Apple’s new M1 chip has a security hole that can only be remedied by changing the hardware architecture. The discoverer of the problem does not use his find to point a finger at Apple but at the security industry.
Hector Martin, who actually works as a Linux developer, took an example from various other security researchers recently. He gave the bug he found an eye-catching name, designed a stylish logo, and dedicated a website to the vulnerability. Much like security problems like Heartbleed, Meltdown, and Specter.
However, he rather wants to joke about marketing in the security industry. From his point of view, many security researchers are increasingly concerned with generating fame and marketing effects instead of solving a problem with factual information. The latter would work better with a focus on the CVE database entries and sober information transfer to those affected, says Martin.

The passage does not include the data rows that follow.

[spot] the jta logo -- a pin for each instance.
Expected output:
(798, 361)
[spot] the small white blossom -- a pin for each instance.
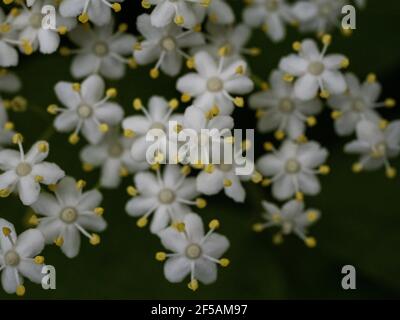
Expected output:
(376, 146)
(96, 11)
(113, 156)
(69, 213)
(314, 70)
(25, 172)
(194, 253)
(168, 197)
(101, 51)
(292, 169)
(156, 120)
(86, 109)
(271, 15)
(292, 218)
(19, 257)
(279, 109)
(214, 83)
(164, 45)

To illustrate the absurdity of the latest trend, he has exaggerated it a little. He named the security hole he found M1RACLES and dedicated its logo and website. This creates the impression that you are dealing with a rather serious problem.
The Sercurity Bug Is Real
The thing shouldn’t be misunderstood: there is actually a flaw in Apple’s new M1 chips that can cause some problems. Because when developing the new SoCs, the computer company switched off a feature in the ARM architectures that were not required for macOS and thereby caused the bug in the first place.
The vulnerability enables two applications to exchange data directly between their CPU processes – regardless of which user and with which rights they are running. This avoids the detour via the controlled paths that the operating system makes available with the working and permanent memory.